Take another look at the true meaning of ‘Humanae Vitae’

Father John A. Kiley
Posted

One area of life that would seem to be exempt from the cross, at least in the popular imagination, is sexual relations.

Greatly influenced by the fashionable media as well as by one’s own romantic notions, sexual relations between spouses would seem to be far removed from the sacrifice, discipline and restraint that are essential to the Christian life. Still, the cross, in fact the full Paschal mystery of death and Resurrection, is just as essential in the marriage bed as in one’s prayer life, one’s family life, one’s community life.

July 25, 2008 marked the 40th anniversary of Pope Paul VI’s insightful but neglected instruction on the transmission of life, Humanae Vitae. Damned with faint praise by some European hierarchies and vilified with defiant protests by some American theologians, Humanae Vitae has frankly been ignored by clergy and laity alike. The prohibition of all forms of artificial contraception is, for the most part, all that is recalled from Pope Paul’s courageous and even heroic presentation. The celebration of the natural cycle of fertility and infertility that is at the heart of Pope Paul’s teaching remains largely untaught and, it might be boldly added, largely disregarded. The dynamic of the so-called sexual revolution, supported by the media and driven by desire, was picking up steam in 1968 and led from free love to recreational sex and now to same-sex marriage. Pope Paul’s wise and thorough treatise on conjugal love held little appeal for a generation of laity being introduced to “sex, drugs and rock and roll,” and it had equally small attraction for a generation of clergy recently introduced to the relaxing “spirit of Vatican II.” Humanae Vitae was a document whose time had not come.

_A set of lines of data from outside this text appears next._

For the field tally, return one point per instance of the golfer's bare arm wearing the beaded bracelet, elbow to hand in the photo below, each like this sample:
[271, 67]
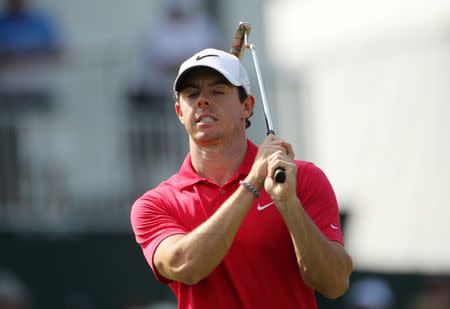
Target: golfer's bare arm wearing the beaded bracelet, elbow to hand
[192, 257]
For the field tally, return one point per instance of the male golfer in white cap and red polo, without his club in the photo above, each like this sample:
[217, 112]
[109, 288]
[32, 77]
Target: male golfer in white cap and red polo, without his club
[221, 233]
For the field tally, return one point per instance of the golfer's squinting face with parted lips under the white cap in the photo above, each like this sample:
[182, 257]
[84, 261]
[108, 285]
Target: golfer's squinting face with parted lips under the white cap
[210, 109]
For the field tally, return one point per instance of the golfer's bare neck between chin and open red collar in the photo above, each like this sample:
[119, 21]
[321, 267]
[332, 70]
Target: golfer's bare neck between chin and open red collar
[218, 162]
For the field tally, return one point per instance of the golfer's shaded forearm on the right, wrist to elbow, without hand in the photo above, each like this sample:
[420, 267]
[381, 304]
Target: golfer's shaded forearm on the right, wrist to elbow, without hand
[324, 265]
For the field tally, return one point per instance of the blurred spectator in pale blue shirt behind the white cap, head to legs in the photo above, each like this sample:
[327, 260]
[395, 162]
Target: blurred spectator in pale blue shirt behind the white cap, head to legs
[183, 28]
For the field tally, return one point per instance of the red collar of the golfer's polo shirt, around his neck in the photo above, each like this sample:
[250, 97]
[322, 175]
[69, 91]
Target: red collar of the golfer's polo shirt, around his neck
[187, 176]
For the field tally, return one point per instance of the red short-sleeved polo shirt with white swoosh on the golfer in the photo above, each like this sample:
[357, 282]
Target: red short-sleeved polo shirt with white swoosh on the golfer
[260, 269]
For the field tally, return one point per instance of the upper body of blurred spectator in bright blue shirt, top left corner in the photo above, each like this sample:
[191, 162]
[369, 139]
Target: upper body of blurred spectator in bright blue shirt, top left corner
[29, 40]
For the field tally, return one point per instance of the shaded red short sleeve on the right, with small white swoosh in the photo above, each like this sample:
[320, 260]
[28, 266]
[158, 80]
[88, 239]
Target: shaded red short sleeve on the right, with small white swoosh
[319, 200]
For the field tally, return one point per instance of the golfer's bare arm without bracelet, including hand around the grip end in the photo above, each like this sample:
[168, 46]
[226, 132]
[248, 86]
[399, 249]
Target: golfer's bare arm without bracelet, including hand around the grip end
[324, 265]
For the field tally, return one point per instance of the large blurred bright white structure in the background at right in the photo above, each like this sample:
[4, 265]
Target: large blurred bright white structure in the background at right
[370, 105]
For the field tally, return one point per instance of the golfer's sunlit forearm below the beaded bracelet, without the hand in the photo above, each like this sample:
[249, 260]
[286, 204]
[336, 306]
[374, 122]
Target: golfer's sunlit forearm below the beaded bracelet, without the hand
[194, 256]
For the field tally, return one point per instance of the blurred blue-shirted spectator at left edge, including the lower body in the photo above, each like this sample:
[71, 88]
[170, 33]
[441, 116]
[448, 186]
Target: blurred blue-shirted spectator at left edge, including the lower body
[29, 42]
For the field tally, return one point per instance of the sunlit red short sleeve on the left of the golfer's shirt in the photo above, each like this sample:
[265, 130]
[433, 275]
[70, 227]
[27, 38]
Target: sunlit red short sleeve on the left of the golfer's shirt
[152, 222]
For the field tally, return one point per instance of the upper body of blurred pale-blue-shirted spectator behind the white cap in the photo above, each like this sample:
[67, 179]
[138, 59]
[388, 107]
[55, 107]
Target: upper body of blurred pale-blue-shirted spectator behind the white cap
[183, 28]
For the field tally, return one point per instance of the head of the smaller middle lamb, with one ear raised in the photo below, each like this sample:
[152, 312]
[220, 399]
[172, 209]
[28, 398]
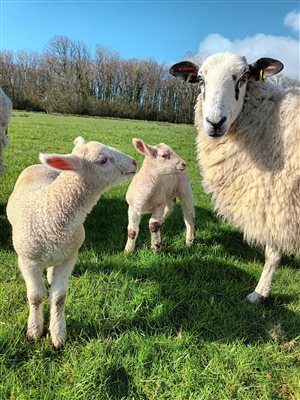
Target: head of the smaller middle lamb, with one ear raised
[161, 158]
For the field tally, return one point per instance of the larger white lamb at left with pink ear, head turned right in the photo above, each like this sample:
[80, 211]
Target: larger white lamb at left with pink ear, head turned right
[47, 209]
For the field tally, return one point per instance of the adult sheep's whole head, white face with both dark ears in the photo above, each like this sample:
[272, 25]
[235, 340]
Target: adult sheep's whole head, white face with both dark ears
[223, 81]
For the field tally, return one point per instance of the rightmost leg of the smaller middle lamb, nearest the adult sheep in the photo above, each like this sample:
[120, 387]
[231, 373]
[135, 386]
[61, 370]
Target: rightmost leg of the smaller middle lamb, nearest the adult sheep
[186, 197]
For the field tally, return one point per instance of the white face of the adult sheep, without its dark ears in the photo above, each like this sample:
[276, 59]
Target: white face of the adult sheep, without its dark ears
[223, 80]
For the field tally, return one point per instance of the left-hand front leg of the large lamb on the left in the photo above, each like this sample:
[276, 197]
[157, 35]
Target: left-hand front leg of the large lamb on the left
[36, 292]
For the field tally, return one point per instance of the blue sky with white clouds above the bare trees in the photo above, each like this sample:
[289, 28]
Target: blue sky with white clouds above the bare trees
[166, 31]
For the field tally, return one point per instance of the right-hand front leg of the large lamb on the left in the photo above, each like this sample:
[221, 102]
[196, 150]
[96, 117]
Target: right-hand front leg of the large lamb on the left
[58, 293]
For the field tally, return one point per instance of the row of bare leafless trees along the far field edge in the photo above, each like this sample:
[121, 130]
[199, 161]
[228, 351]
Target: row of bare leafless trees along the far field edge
[65, 78]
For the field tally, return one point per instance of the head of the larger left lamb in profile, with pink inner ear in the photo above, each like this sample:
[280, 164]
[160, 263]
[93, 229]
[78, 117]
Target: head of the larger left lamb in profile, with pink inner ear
[103, 165]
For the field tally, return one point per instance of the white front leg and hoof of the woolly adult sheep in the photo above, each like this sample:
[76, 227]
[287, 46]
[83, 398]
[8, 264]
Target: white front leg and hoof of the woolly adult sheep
[261, 292]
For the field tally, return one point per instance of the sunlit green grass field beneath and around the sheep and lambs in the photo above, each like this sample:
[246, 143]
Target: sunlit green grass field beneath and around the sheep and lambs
[169, 326]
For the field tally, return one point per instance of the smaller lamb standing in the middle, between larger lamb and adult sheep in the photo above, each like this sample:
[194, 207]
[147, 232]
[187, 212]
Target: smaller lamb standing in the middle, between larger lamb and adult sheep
[154, 189]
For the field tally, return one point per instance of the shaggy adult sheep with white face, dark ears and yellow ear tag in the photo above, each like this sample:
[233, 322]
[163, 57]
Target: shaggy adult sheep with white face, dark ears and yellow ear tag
[248, 150]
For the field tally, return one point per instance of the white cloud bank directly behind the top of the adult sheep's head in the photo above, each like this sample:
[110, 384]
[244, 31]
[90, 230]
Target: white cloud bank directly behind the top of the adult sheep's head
[283, 48]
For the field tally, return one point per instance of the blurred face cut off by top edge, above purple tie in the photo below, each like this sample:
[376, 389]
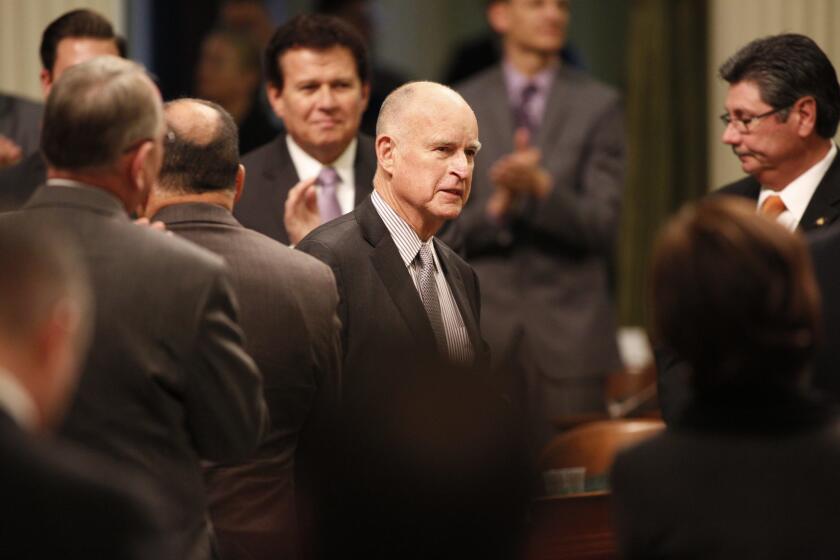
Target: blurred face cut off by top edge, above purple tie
[534, 25]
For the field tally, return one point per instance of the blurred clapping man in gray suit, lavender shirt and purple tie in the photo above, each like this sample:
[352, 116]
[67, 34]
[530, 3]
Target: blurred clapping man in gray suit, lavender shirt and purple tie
[540, 227]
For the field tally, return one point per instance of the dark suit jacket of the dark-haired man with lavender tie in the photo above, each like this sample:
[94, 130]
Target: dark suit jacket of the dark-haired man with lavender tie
[271, 174]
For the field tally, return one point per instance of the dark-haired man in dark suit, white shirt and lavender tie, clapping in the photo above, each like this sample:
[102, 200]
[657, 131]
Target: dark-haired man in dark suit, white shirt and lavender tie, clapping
[321, 167]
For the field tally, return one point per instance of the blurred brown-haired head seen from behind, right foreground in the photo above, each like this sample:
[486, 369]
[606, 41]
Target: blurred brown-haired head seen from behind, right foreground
[734, 294]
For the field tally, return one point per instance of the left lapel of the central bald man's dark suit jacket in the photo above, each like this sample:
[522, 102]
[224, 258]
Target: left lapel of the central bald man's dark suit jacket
[392, 271]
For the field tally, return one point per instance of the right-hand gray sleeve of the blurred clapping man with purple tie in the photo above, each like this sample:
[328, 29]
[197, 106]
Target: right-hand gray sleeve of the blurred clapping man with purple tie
[583, 209]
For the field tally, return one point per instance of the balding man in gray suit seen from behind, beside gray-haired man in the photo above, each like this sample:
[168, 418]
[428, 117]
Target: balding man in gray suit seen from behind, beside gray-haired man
[288, 312]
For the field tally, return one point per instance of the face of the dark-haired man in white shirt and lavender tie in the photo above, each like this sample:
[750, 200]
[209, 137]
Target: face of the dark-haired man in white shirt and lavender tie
[322, 100]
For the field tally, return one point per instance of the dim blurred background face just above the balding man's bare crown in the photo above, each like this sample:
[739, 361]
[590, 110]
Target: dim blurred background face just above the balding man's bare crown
[220, 76]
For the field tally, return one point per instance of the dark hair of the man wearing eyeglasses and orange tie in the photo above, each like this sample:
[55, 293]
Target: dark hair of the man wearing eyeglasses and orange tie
[785, 68]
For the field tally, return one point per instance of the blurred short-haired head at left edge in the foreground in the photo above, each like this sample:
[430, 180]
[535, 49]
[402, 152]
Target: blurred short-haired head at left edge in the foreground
[44, 318]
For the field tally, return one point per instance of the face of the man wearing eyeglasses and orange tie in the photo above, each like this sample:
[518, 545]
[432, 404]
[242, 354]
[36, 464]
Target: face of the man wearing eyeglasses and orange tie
[770, 145]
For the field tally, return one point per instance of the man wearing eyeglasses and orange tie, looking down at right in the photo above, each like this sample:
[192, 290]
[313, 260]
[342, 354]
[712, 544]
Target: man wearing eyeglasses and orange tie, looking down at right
[782, 110]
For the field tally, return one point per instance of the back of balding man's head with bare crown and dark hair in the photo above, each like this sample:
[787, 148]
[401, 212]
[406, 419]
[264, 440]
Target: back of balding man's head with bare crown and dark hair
[202, 148]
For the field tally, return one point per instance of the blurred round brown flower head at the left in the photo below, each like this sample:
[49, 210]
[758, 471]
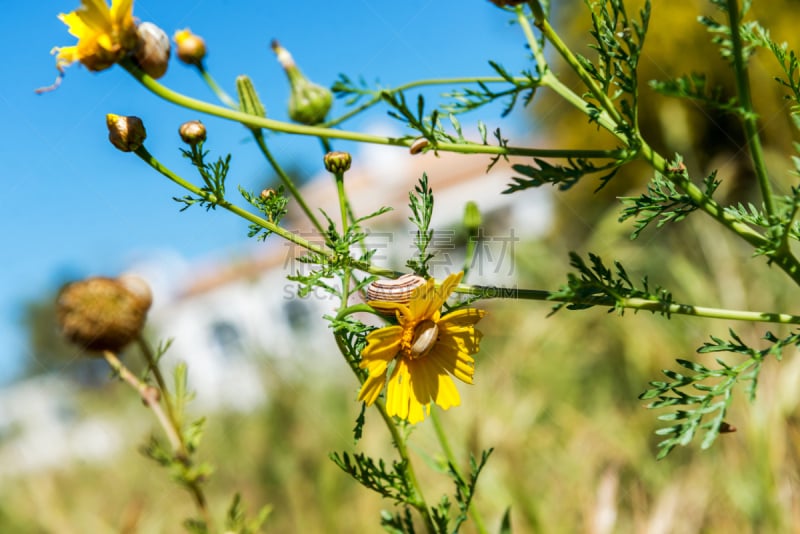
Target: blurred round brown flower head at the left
[102, 313]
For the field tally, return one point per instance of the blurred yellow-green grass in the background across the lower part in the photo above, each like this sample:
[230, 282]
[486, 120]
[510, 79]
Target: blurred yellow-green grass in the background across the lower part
[556, 398]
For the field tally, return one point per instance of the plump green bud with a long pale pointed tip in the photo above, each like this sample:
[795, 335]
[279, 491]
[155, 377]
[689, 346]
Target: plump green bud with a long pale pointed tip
[309, 103]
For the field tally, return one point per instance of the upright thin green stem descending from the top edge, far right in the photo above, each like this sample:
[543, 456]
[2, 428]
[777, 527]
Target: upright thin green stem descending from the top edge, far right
[746, 100]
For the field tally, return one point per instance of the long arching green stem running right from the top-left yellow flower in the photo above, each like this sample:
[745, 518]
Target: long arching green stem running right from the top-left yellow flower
[252, 121]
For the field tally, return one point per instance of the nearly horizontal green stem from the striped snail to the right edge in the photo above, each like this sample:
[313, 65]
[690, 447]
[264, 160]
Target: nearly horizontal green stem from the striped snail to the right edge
[488, 292]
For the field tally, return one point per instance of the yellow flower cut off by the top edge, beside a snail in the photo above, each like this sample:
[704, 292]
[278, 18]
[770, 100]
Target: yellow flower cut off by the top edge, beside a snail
[105, 35]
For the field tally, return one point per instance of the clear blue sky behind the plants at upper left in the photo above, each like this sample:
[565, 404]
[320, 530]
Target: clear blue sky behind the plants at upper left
[72, 205]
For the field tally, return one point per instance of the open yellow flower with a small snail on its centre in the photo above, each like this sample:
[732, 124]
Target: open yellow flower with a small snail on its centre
[427, 350]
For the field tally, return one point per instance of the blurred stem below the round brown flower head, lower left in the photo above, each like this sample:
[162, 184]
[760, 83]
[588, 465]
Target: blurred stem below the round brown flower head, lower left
[167, 423]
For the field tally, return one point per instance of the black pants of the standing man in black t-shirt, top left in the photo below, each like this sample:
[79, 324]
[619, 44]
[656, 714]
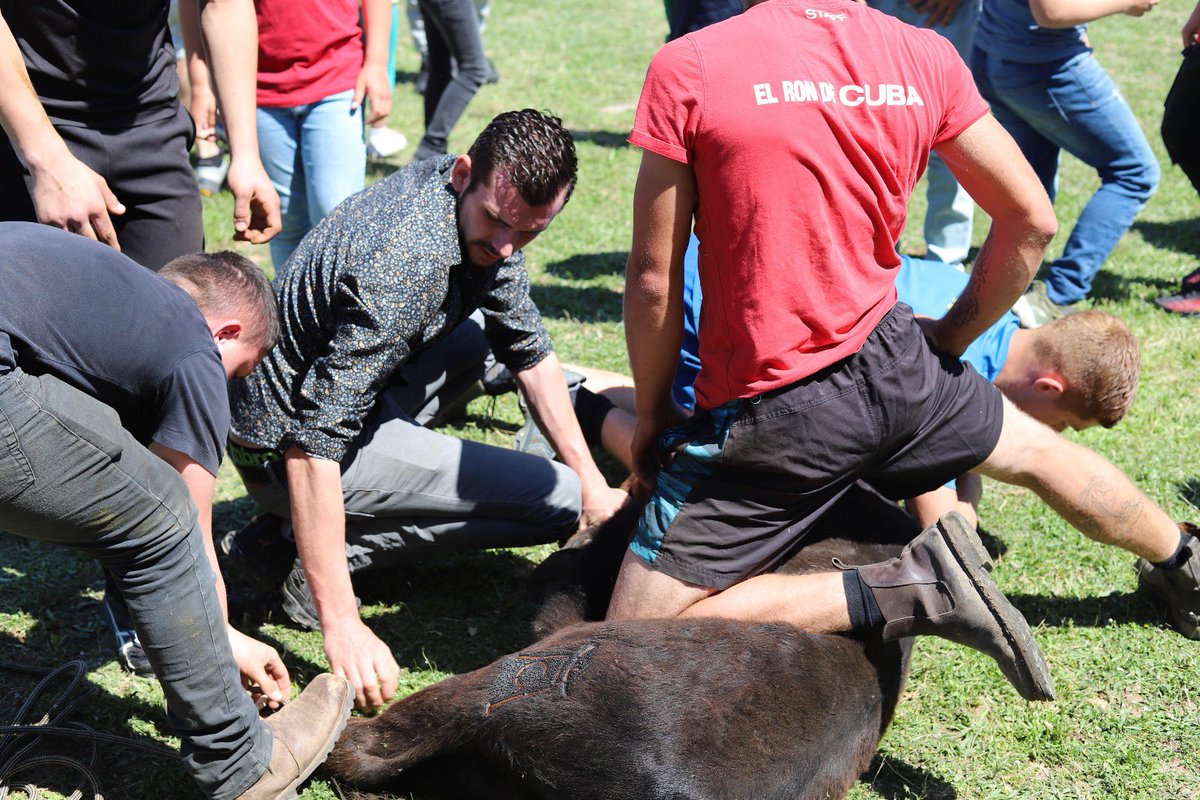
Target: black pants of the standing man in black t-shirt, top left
[148, 171]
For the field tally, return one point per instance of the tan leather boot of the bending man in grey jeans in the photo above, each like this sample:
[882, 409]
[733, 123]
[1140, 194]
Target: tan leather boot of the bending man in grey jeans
[305, 731]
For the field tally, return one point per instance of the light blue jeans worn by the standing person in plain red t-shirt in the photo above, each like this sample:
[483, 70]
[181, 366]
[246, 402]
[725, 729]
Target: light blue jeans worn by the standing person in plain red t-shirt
[316, 158]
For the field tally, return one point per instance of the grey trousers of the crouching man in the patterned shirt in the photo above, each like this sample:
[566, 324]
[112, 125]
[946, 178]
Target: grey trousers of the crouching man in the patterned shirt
[406, 486]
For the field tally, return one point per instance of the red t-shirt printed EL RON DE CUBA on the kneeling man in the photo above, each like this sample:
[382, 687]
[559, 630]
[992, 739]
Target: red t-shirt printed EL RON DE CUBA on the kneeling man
[807, 124]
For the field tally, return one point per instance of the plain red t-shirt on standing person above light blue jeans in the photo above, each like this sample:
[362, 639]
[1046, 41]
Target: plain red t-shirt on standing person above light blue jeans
[308, 50]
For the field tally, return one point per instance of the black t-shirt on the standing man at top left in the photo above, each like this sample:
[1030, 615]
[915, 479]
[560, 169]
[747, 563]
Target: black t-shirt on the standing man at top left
[101, 64]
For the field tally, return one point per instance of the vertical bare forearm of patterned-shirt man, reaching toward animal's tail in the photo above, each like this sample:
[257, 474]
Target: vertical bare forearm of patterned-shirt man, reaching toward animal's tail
[319, 520]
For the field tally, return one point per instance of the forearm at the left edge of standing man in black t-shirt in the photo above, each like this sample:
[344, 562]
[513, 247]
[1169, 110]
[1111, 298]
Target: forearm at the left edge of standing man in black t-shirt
[22, 116]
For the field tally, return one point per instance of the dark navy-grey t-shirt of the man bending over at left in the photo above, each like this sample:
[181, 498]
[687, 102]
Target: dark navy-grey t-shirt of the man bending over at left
[82, 312]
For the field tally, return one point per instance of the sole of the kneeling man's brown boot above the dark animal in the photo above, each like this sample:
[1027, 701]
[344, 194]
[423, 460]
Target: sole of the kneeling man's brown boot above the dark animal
[964, 543]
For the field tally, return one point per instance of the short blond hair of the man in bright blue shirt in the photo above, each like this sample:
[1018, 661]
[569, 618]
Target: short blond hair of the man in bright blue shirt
[1097, 356]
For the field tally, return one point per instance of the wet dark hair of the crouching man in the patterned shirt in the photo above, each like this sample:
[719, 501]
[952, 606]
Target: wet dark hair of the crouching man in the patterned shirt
[533, 149]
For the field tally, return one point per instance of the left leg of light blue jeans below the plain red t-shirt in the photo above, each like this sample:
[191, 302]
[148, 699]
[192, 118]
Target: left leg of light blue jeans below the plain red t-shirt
[279, 146]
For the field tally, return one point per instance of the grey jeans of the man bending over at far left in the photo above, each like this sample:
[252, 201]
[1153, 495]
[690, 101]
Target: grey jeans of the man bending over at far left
[71, 476]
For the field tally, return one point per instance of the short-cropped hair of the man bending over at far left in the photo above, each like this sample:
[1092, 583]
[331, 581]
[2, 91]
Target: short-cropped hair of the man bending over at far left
[229, 285]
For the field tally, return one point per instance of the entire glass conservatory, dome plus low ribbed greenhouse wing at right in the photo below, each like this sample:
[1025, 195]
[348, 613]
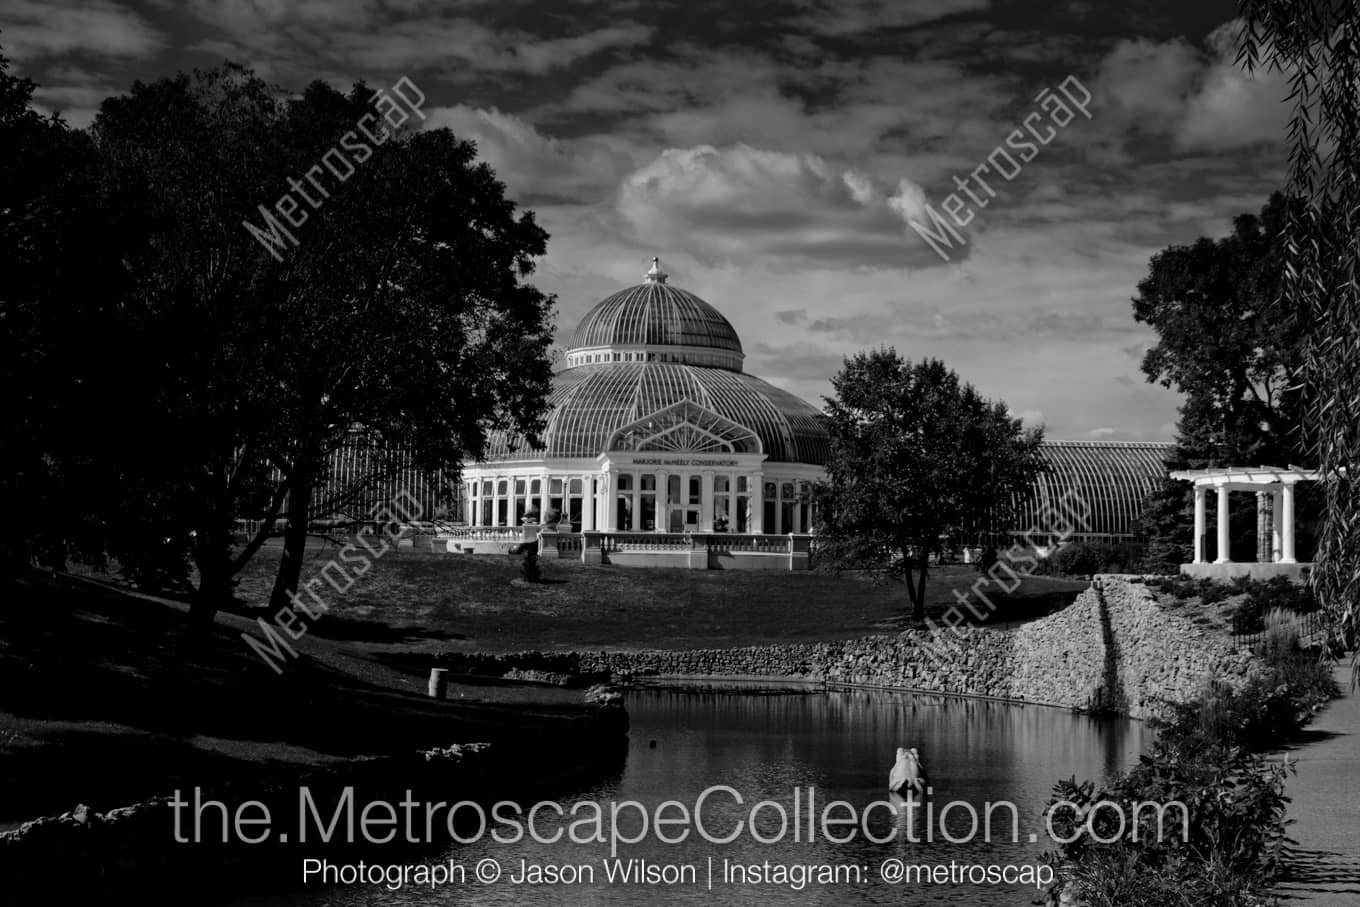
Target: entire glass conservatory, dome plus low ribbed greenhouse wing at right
[660, 449]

The Vatican first addressed the issue of family planning in the 1860s (yes, 1860s) by acknowledging a natural cycle of fertility and infertility. In later years, popes Pius XI and Pius XII followed suit by insisting that nothing unnatural or artificial could interfere with a couple’s reproductive cycle. As the medical and pharmaceutical industries grew more precise during the 20th century, the variety of artificial contraceptives grew as well. The celebrated “pill” was a truly revolutionary contribution to the birth control debate. But while science was being refined, economics was also in the picture. Before 1900, probably 50 percent of babies born did not grow to maturity. Infant mortality was nature’s sad birth control. Happily, this situation has certainly changed. In an agricultural society and during the industrial revolution, large families were an asset — all the more hands to work on the farm or slave at the mill. With child labor laws, many children became a liability, not an asset. Today, parents support their children well in their 20s. Large families were also a form of social security in the past — those maiden aunts who stayed home and cared for elderly parents, ailing siblings or abundant newborns. Certainly they are a dying, if not already dead, breed. Women, of course, always worked and worked hard either on the farm or in cottage industries. But for most of history women did not work away from home. Again, the 20th century witnessed a great departure from this traditional practice.

In the mid-20th century sincere, practicing Catholics as well as other persons of good will had legitimate concerns about family planning — either the spacing or the delaying for worthy reasons of births. Their question was how to do this planning legitimately, that is, within God’s design for marital love. And this is truly Pope Paul’s great contribution to the family planning discussion — God does have a design for love. Pope Paul wrote, “Marriage is the wise institution of the Creator to realize in mankind His design of love.” In God’s plan, sexual intercourse is not the happy but haphazard congress of two individuals. In God’s mind, sexual intercourse brings a married couple together to express their exclusive and enduring love for one another and to manifest their concern for new life. Both love and life must always enter into the picture. Consider specifically Pope Paul’s terse summation regarding life, “Each and every marriage act must remain open to the transmission of life.”

Sexual intercourse must always, always, be respectful of life — life already at hand, life desired now, or life to be welcomed in the future. To dismiss these considerations of life from the mind of the couple is the great evil of artificial birth control and a great disservice to the marital and spiritual life of the couple.